Prediction

Modified on Wed, 26 Feb, 2020 at 11:08 AM

In Brief

Function: Predicts the category that unseen data falls into based on past data.

Typical Use Case: The user has some data which has already been categorised and some other data which has not, they wish to categorise this other data using inferences from the previously categorised data.

Case Study

A bank is contacting customers hoping to subscribe them to a bank term deposit. They have already contacted some of their customers but are unhappy with the 11% success rate they are seeing. Each of these calls is time consuming so they want to minimise the number of calls they need to make, and maximise their success rate at the same time. They have a variety of data about each of their customers and want to use this to achieve their goals.

To do this they need the information of the people they have already contacted as well as the information of the people they are still to contact.

Workflow

We create a workflow by choosing a data set consisting of two parts: Data which we will use for training and data which we will use for prediction. Both files are connected to the Prediction block via the Past Data and New Data input connectors.

Prediction block workflow

The block is connected to old data, on which a model is trained, and new data, on which a category of interest is predicted.

Input data

As already mentioned, the input data comes in two parts: Training data and prediction data. The training data consists of a table in which each row represents an existing customer of the bank. Each field represents some knowledge about the customer, e.g. his job title, marital status etc..

Input data for Prediction block consisting of multiple categorical fields per customer

The data also contains a field called “Purchased”, which specifies whether a particular customer has purchased a bank term deposit. The prediction data consists of a table with precisely the same categorical information about each customer. The important difference is that the “Purchased” field is missing. It is the objective of the Prediction block to determine the value of this field for the prediction data.

Options

Once the files have been connected to the Prediction block, we can configure the block:

Options for Prediction block

Target Field: Choose one of the fields in your training data (past data), which you want to determine for the prediction data (new data).

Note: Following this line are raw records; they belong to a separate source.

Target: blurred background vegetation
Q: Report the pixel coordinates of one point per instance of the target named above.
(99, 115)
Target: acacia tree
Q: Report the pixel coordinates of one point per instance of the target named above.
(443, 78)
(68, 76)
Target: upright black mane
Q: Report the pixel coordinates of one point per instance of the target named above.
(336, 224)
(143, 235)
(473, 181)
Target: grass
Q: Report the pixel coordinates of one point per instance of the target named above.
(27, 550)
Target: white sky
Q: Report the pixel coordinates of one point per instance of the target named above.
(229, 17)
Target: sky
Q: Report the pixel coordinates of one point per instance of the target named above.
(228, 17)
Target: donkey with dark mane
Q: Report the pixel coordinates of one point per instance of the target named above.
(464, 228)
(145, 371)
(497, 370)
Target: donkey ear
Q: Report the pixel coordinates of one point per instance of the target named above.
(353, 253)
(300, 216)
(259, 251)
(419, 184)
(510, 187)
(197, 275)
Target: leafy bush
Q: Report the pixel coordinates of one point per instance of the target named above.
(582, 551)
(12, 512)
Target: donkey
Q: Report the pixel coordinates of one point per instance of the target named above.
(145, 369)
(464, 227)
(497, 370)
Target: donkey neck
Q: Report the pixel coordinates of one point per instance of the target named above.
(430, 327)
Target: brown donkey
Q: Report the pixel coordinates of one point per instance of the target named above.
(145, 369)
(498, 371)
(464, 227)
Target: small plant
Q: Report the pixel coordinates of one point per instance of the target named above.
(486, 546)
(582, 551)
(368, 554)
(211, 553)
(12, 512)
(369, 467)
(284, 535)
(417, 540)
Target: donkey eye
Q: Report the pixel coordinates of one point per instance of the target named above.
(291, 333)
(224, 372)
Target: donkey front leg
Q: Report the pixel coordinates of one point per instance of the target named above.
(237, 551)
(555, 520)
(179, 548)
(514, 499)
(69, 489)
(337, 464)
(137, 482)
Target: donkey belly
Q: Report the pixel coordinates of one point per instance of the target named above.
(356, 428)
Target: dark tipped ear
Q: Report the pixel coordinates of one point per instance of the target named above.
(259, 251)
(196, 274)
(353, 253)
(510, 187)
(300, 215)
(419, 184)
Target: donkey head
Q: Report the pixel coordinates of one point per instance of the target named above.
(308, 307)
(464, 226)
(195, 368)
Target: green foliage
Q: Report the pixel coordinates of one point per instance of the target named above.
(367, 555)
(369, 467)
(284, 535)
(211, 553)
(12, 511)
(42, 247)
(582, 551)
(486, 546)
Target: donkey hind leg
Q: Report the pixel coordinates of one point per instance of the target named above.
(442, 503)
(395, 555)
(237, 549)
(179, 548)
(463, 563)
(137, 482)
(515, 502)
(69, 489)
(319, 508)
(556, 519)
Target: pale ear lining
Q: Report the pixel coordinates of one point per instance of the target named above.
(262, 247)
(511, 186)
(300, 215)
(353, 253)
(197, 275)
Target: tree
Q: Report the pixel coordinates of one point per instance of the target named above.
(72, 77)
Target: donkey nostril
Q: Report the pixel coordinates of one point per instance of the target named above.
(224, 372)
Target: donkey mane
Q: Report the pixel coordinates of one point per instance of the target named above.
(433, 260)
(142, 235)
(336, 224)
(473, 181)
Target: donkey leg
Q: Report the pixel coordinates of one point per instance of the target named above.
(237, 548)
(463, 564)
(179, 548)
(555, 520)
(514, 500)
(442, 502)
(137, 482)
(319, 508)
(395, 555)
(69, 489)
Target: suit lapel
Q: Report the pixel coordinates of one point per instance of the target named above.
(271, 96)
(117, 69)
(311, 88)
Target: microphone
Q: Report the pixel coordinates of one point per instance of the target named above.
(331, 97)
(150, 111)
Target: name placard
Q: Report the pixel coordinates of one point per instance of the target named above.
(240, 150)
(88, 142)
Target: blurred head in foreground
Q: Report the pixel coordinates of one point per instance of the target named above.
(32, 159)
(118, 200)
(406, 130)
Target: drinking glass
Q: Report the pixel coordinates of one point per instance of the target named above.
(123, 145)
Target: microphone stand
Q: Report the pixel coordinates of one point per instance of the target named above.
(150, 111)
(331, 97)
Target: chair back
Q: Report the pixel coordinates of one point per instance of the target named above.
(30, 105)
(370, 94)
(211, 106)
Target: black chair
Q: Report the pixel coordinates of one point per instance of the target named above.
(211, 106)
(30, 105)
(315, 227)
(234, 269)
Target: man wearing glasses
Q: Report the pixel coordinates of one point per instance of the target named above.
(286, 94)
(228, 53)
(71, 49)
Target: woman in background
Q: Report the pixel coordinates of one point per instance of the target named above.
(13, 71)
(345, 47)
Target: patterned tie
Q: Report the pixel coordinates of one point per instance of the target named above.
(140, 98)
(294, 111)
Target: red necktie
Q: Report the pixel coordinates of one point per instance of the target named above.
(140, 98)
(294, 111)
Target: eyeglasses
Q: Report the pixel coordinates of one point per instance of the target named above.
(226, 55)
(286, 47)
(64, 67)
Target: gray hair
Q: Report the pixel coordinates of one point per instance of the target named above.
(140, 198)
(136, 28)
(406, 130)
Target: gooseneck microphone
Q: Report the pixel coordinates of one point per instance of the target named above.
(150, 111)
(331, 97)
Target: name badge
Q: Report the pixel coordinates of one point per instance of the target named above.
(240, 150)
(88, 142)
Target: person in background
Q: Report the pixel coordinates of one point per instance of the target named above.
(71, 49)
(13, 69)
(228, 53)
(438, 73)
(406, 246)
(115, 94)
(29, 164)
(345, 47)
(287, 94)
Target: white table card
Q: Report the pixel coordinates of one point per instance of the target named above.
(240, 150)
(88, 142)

Fields to Use: Select here the fields that should become part of the prediction model. Selecting more fields generally improves prediction accuracy on the training data set, but might lead to adverse results for the prediction data set due to overfitting.

Provide a field for each target field value containing the likelihood of each record: Adds a field for each value in the target field containing the likelihood of each record belonging to that class.

Maximum number of categories per field: The maximum number of values to use in a text field. This is to avoid data which is unique to each record, such as phone numbers, addresses etc. from being used in the prediction.

Maximum number of target values to predict: This is the maximum number of unique values to predict in the target field. This block is designed for As this number increases so too does execution time.

Use synthetic fields: This will allow the block to create new fields internally which are a combination of the provided fields, this may improve the accuracy of the model.

Output

New output fields for Prediction block

The output consists of the data that you connected to the New Data input connector, augmented by additional fields which represent the prediction, the confidence in that prediction, and, optionally, the likelihoods of the record belonging to the other possible categories.